En Belgique, EDF licencie des salariés par téléphone

En Belgique, EDF licencie des salariés par téléphone
Le logo EDF affiché dans la vitrine d'une boutique, le 20 octobre 2016 à Paris

Orange avec AFP, publié le jeudi 06 juillet 2017 à 12h30

L'annonce s'est faite de manière brutale. Cinq employés d'une filiale belge d'EDF ont reçu un coup de téléphone de la direction pour leur apprendre qu'ils ne faisaient plus partie des équipes de l'entreprise, révèle Le Parisien.
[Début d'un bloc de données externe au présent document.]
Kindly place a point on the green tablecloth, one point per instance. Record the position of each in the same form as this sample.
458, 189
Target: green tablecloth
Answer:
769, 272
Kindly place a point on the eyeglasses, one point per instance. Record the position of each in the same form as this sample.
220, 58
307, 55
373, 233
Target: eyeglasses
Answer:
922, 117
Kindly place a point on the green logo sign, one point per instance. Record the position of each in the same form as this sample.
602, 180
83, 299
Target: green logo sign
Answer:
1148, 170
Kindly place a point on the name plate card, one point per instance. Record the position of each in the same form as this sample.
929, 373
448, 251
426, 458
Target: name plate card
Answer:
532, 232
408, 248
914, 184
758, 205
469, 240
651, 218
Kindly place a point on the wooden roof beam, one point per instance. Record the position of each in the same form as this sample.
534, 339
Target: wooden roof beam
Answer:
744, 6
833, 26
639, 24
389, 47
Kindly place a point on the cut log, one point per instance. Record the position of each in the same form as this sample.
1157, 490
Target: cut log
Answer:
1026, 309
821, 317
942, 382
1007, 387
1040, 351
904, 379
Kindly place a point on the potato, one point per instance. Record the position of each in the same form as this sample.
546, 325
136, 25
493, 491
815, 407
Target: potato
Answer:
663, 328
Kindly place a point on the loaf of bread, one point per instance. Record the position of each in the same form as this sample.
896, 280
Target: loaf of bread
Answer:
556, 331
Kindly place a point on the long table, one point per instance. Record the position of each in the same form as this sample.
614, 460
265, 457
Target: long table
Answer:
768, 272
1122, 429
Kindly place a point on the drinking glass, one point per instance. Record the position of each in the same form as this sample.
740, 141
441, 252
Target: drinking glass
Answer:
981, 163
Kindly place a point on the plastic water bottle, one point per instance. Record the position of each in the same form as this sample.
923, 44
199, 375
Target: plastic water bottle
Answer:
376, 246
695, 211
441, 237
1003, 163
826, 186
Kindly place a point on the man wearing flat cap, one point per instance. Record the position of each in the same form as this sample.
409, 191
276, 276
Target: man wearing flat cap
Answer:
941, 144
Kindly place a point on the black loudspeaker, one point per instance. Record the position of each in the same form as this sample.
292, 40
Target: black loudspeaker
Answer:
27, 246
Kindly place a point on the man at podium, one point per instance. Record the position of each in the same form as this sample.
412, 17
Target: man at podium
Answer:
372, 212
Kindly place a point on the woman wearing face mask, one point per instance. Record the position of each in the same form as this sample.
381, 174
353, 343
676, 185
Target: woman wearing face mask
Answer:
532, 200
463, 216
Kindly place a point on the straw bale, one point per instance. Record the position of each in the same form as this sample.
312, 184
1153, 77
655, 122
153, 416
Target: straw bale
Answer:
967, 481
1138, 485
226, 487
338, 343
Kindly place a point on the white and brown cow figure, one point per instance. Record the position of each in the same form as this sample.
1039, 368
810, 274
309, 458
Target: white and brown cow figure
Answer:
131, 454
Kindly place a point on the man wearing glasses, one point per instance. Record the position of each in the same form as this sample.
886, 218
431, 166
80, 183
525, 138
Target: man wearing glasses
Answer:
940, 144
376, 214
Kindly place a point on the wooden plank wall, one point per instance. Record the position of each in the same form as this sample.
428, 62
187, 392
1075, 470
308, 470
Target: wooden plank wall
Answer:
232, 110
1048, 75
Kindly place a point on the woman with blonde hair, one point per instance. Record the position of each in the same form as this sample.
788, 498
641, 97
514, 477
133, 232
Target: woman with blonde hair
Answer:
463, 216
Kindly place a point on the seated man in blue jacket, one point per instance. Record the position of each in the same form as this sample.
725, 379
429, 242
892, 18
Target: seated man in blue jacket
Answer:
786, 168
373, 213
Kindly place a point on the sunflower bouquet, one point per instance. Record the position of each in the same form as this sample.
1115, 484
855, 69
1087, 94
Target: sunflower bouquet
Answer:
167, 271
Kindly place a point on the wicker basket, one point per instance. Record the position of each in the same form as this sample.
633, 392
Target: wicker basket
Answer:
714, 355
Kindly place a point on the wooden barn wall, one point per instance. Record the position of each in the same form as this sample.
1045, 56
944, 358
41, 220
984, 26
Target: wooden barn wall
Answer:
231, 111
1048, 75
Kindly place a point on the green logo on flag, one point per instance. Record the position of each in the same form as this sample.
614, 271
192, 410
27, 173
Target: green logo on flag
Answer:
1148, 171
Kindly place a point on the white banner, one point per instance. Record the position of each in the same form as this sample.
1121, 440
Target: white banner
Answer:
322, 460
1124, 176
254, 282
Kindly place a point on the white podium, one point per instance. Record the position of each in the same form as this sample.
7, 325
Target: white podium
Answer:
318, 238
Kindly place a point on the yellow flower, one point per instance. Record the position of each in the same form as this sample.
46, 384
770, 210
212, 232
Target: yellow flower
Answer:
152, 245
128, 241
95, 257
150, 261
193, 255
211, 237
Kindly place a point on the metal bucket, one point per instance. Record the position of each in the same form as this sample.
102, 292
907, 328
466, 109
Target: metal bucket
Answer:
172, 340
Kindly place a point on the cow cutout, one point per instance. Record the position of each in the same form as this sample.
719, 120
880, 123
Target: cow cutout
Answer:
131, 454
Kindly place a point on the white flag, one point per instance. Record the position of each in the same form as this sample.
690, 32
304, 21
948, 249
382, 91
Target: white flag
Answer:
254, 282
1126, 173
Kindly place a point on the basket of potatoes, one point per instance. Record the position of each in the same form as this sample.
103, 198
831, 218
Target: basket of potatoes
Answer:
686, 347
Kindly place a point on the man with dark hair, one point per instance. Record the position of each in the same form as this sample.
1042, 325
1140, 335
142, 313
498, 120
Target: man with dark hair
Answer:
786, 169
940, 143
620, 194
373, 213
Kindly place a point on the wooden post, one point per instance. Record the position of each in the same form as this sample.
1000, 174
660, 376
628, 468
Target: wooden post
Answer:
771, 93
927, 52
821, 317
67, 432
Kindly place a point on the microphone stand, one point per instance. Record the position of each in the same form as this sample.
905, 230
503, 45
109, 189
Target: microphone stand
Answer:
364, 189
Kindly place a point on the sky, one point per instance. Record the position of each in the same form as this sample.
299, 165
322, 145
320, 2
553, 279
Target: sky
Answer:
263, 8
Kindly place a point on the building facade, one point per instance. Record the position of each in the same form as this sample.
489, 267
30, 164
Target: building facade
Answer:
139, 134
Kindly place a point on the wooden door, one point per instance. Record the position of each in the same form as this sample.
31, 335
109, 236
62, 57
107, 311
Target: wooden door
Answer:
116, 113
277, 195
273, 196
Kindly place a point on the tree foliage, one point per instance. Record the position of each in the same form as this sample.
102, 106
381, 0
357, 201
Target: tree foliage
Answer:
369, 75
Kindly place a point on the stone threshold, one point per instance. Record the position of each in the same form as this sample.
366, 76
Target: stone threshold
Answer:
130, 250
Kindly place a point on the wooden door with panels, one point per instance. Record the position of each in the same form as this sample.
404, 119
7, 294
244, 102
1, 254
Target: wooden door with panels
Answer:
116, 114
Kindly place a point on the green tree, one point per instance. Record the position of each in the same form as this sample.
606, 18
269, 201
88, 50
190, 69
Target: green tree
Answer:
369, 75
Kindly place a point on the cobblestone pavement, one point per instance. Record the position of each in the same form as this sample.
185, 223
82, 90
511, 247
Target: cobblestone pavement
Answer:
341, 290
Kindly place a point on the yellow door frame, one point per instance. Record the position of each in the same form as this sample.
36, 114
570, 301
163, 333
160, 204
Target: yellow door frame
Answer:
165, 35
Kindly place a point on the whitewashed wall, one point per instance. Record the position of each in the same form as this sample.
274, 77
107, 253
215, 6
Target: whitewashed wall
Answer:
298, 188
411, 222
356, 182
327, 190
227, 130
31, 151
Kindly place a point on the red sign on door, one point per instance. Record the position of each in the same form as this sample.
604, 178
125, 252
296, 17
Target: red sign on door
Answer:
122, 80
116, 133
La direction du géant français parle d'une "maladresse". Jeudi 29 juin, la société Luminus, une branche d'EDF qui emploie 900 personnes en Belgique, s'est séparée d'une partie de ses effectifs en raison des mauvais résultats de l'entreprise. Quatorze employés qui travaillaient dans les services informatique et de vente ont été remerciés. Pour au moins cinq d'entre eux, les salariés ont été prévenus par un simple appel téléphonique. Pire, certains ont appris la nouvelle via un message sur leur répondre. "Ce jour-là, je ne travaillais pas", a raconté au Parisien l'un des salariés qui ont vécu cette mésaventure. "J'étais chez moi quand j'ai vu que mon chef m'avait laissé un message. Je n'en suis pas revenu. Il m'expliquait de façon très mécanique, comme s'il lisait un texte, que mon contrat prenait fin ce jour pour raisons économiques."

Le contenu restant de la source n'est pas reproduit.